Budapest Post

Cum Deo pro Patria et Libertate
Budapest, Europe and world news

Tens of Thousands of Hungarians Defrauded of Large Sums of Money

In recent years, Hungary has seen a significant increase in the value of damages resulting from abuses related to bank card transactions and money transfers.
According to data from the National Bank, in the fourth quarter of 2023 alone, fraudsters managed to siphon off 8.1 billion forints from customers' accounts, with the number of documented cases reaching nearly 48,000, as reported by CIB Bank. Additionally, there were attempts to steal another 4.8 billion forints that were unsuccessful.

Parallel to the rise in electronic payment traffic over the past years, the value associated with abuses of electronic financial operations has also been on the increase.

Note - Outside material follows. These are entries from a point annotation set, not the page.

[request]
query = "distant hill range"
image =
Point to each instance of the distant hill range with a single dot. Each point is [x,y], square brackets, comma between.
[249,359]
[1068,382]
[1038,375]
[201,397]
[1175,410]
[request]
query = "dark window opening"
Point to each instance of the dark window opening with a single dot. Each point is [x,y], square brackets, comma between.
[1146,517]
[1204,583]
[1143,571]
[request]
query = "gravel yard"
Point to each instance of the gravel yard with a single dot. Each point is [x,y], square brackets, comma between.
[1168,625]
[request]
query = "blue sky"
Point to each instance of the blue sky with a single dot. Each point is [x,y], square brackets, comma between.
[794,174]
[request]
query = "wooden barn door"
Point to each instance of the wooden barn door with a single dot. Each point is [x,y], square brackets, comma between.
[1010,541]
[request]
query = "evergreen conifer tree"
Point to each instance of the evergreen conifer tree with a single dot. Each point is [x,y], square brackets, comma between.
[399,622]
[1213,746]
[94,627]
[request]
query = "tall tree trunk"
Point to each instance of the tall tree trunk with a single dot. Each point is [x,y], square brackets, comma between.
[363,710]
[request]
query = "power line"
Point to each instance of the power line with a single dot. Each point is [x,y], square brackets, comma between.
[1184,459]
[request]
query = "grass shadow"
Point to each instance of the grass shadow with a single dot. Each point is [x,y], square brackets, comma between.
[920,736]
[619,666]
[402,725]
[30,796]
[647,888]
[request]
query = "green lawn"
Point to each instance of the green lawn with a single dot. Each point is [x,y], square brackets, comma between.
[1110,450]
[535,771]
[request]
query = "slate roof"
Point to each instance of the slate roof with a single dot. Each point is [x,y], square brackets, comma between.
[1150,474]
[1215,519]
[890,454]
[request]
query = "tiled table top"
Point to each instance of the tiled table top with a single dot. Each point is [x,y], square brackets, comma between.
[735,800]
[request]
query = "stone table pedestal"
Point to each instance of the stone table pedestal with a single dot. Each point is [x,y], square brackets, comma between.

Data from the Hungarian National Bank indicates that for the fourth quarter of 2023, damages in non-card electronic payment traffic, which includes transfers and direct debits, nearly amounted to 5.8 billion forints. Meanwhile, more than 2.3 billion forints of damage was recorded for card-based transactions.

The number of card-related abuses exceeded 44,200 in just one quarter, while the National Bank registered more than 3,700 successful fraud cases within electronic money traffic, highlighted in a statement from CIB Bank. In addition, there were almost 14,000 attempted frauds valued at 4.8 billion forints.

However, there is good news as the number and value of successful fraud attempts significantly decreased in the fourth quarter compared to the previous three months. Bank statistics also reveal that the majority of abuses were based on the acquisition of customers' data, meaning that the fraudsters accessed the victims' money using stolen identifiers.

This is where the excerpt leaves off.